4. Summary and Future Outlook

The need for immunomodulatory therapies capable of targeting specific tissues to balance the immune system, reduce inflammation, and promote beneficial outcomes are necessary to clinical care for a variety of diseases. The immunomodulatory effects of macrolides with the foundational work using drug carriers to deliver macrolides for antibacterial activity, provides a clear path toward repurposing the macrolides and drug carriers for immune modulation therapy, without the risks associated with systemic immune suppression. While the majority of drug carriers have been evaluated specifically for the antibacterial activity, a few formulations have shown immunomodulatory activity and the innovation landscape is available for repurposing drug carriers to deliver macrolides for immune modulation (Table 2). The business paradigm of invention, innovation, and imitation applied to cancer nanomedicines by Venditto and Szoka¹⁸⁹ can also be applied here to macrolide drug delivery for immune modulation. The technologies and observations made in these areas position this field for new inventions and innovations to advance macrolide drug delivery into the clinic for immune modulation.

Table 2.

Summary of in vivo studies with lipid-based and protein-based drug carriers for antibacterial and immunomodulatory activity.

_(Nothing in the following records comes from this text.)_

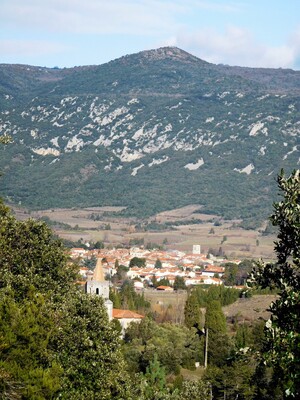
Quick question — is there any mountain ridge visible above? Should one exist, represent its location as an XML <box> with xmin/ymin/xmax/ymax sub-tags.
<box><xmin>0</xmin><ymin>47</ymin><xmax>300</xmax><ymax>227</ymax></box>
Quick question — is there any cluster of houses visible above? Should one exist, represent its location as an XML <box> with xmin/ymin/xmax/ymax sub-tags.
<box><xmin>71</xmin><ymin>248</ymin><xmax>240</xmax><ymax>290</ymax></box>
<box><xmin>74</xmin><ymin>248</ymin><xmax>239</xmax><ymax>335</ymax></box>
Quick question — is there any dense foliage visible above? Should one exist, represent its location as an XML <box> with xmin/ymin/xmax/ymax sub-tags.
<box><xmin>253</xmin><ymin>170</ymin><xmax>300</xmax><ymax>398</ymax></box>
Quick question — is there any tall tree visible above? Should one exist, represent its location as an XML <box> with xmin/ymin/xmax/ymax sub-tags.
<box><xmin>252</xmin><ymin>170</ymin><xmax>300</xmax><ymax>398</ymax></box>
<box><xmin>0</xmin><ymin>202</ymin><xmax>131</xmax><ymax>400</ymax></box>
<box><xmin>205</xmin><ymin>300</ymin><xmax>230</xmax><ymax>366</ymax></box>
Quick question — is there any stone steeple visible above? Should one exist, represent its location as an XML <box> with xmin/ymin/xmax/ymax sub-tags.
<box><xmin>93</xmin><ymin>258</ymin><xmax>105</xmax><ymax>282</ymax></box>
<box><xmin>85</xmin><ymin>258</ymin><xmax>113</xmax><ymax>320</ymax></box>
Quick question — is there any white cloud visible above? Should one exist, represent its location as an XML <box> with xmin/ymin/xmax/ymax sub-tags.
<box><xmin>1</xmin><ymin>0</ymin><xmax>184</xmax><ymax>34</ymax></box>
<box><xmin>0</xmin><ymin>39</ymin><xmax>67</xmax><ymax>57</ymax></box>
<box><xmin>173</xmin><ymin>26</ymin><xmax>300</xmax><ymax>68</ymax></box>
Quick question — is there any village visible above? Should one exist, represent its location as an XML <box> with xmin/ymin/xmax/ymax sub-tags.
<box><xmin>70</xmin><ymin>245</ymin><xmax>241</xmax><ymax>291</ymax></box>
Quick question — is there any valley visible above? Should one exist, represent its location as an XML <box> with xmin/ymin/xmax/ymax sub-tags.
<box><xmin>14</xmin><ymin>205</ymin><xmax>275</xmax><ymax>260</ymax></box>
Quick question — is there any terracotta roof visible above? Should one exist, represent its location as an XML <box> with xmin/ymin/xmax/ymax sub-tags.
<box><xmin>156</xmin><ymin>285</ymin><xmax>173</xmax><ymax>290</ymax></box>
<box><xmin>113</xmin><ymin>308</ymin><xmax>144</xmax><ymax>319</ymax></box>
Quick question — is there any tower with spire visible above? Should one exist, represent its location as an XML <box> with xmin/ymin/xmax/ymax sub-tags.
<box><xmin>85</xmin><ymin>258</ymin><xmax>113</xmax><ymax>320</ymax></box>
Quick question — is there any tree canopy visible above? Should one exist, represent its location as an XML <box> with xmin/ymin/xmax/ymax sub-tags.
<box><xmin>0</xmin><ymin>201</ymin><xmax>131</xmax><ymax>400</ymax></box>
<box><xmin>252</xmin><ymin>170</ymin><xmax>300</xmax><ymax>398</ymax></box>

	Antibacterial activity		Immune modulation
	Lipid-based	Polymer-based	Lipid-based	Polymer-based
Topical	Liposome 195–197, 201, 207, 208	Micelle220		Lipid Nanoparticle206
	Niosome198
	Ethosome199, 200
Pulmonary	Liposome218, 236	Protein-based221, 222		Dendrimer223
	Niosome217	Dendrimer223
Cardiac			Liposome6
Ophthalmic	Lipid Nanopartice225	Polysaccharide227, 228	Liposome187	Polysaccharide228
	Niosome226
Oral / Gastrointestinal	Liposome229	Protein-based233
		Polysaccharide234
		Poly Amino Acid235

First, new macrolide derivatives continue to be investigated with the goal of uncoupling antibiotic properties from the immunomodulatory activity to avoid antibiotic resistance when used to treat inflammation. Additionally, these efforts must also focus on avoiding the known cardiotoxicity associated with macrolides, while ensuring that other toxicity and tolerability metrics are met for appropriate clinical utility. The advances thus far have led to several generations of macrolide derivatives that continue to address the shortcomings identified with previous generations. However, the exact mechanism of macrolide driven immune modulation is poorly understood and efforts to determine the eukaryotic target protein/s of macrolides are imperative to advance this field.

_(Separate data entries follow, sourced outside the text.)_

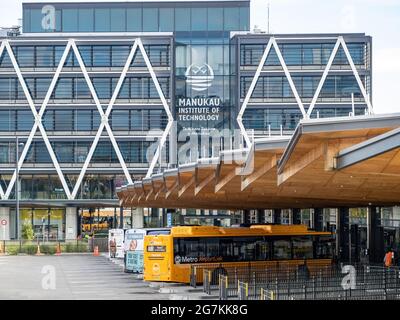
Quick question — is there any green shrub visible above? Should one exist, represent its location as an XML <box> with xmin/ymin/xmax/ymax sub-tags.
<box><xmin>40</xmin><ymin>244</ymin><xmax>57</xmax><ymax>254</ymax></box>
<box><xmin>6</xmin><ymin>246</ymin><xmax>19</xmax><ymax>256</ymax></box>
<box><xmin>21</xmin><ymin>244</ymin><xmax>37</xmax><ymax>254</ymax></box>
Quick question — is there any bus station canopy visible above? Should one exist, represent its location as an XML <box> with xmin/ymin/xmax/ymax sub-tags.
<box><xmin>117</xmin><ymin>113</ymin><xmax>400</xmax><ymax>210</ymax></box>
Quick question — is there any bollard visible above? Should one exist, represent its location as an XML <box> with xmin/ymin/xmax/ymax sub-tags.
<box><xmin>35</xmin><ymin>244</ymin><xmax>43</xmax><ymax>256</ymax></box>
<box><xmin>55</xmin><ymin>243</ymin><xmax>61</xmax><ymax>256</ymax></box>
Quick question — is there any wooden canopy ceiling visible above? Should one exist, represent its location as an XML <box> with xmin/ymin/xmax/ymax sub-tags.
<box><xmin>117</xmin><ymin>114</ymin><xmax>400</xmax><ymax>210</ymax></box>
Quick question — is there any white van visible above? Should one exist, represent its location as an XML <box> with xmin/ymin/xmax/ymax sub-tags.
<box><xmin>108</xmin><ymin>229</ymin><xmax>124</xmax><ymax>259</ymax></box>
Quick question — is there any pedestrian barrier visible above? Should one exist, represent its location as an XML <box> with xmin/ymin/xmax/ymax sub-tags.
<box><xmin>55</xmin><ymin>243</ymin><xmax>61</xmax><ymax>256</ymax></box>
<box><xmin>260</xmin><ymin>288</ymin><xmax>275</xmax><ymax>300</ymax></box>
<box><xmin>35</xmin><ymin>244</ymin><xmax>43</xmax><ymax>256</ymax></box>
<box><xmin>203</xmin><ymin>269</ymin><xmax>212</xmax><ymax>294</ymax></box>
<box><xmin>196</xmin><ymin>265</ymin><xmax>400</xmax><ymax>300</ymax></box>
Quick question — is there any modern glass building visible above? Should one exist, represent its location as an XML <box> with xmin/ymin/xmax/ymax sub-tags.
<box><xmin>0</xmin><ymin>0</ymin><xmax>372</xmax><ymax>239</ymax></box>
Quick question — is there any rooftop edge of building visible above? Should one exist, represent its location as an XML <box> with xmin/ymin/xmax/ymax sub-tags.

Second, the foundational evidence of macrolide formulations with lipid-based and polymer-based nanoparticles to improve tolerability and reduce toxicity offers a clear path for continued effort in this area. While only a small number of recent studies have demonstrated the utility of macrolide drug delivery to reduce inflammation, promote repair and improve outcomes, these data provide a clear path toward clinical translation. Many of the macrolide drug carriers have evaluated their formulations using in vitro and ex vivo systems without advancing into in vivo models. The few that have moved into an in vivo model have focused on reducing infection without performing the critical pharmacokinetic and biodistribution studies, which are necessary as the field moves toward modulating tissue specific inflammatory responses.

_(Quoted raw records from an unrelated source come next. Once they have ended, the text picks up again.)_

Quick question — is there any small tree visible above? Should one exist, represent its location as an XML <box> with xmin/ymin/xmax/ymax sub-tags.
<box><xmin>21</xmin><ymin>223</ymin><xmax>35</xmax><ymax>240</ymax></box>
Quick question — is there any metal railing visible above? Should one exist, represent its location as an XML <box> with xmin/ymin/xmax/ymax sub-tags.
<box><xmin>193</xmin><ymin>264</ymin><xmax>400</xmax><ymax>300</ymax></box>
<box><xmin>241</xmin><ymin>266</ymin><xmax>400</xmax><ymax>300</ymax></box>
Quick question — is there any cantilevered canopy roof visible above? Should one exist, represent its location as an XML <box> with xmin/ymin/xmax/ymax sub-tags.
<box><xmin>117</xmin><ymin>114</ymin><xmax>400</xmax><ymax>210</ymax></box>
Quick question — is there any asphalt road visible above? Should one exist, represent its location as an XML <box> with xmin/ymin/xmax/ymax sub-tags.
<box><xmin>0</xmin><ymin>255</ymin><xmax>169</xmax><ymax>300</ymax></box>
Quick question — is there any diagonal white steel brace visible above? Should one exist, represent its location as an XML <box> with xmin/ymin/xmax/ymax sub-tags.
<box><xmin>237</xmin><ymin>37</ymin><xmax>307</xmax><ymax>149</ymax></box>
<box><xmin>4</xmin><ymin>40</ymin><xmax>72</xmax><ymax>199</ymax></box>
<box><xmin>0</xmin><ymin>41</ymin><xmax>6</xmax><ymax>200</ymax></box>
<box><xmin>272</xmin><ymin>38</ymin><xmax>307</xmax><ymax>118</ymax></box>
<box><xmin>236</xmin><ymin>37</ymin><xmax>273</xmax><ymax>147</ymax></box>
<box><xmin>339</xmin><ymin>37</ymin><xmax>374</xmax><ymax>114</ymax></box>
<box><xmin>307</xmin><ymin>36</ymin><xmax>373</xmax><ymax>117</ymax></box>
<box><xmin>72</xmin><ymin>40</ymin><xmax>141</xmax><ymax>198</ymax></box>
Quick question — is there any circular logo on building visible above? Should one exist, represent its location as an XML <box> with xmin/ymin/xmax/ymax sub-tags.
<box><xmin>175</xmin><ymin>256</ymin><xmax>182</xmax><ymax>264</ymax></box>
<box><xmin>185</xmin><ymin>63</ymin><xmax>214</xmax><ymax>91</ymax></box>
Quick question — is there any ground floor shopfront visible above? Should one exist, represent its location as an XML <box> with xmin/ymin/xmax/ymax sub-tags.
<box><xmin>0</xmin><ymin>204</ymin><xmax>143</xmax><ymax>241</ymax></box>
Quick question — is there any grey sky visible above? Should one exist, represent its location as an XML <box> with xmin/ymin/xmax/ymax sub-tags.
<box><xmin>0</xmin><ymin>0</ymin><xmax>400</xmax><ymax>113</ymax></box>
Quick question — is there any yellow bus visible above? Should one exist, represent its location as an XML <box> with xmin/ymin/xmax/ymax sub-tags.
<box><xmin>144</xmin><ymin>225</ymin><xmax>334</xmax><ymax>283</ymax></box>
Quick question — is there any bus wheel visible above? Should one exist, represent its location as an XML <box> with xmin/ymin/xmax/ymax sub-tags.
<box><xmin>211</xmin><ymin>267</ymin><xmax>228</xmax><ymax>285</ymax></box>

Finally, by combining efforts between macrolide development and established drug carriers to address fundamental questions associated with mechanism of action and drug disposition, new discoveries, inventions, and innovations will be made to advance macrolide drug carriers into the clinic. The field is currently poised for significant advances in the next 10 years, and this will be due to the efforts in all areas of the field of macrolide drug delivery.

Highlights.

• Macrolide antibiotics exhibit both antibacterial and immunomodulatory activity.

• Numerous clinical trials with macrolide antibiotics highlight the therapeutic immunomodulatory potential of these drugs.

• Several drug carriers have been evaluated in vivo for their antibiotic properties.

• Limited studies with macrolide drug carriers for immune modulation highlight the potential for repurposing drug carriers for macrolide immune modulation.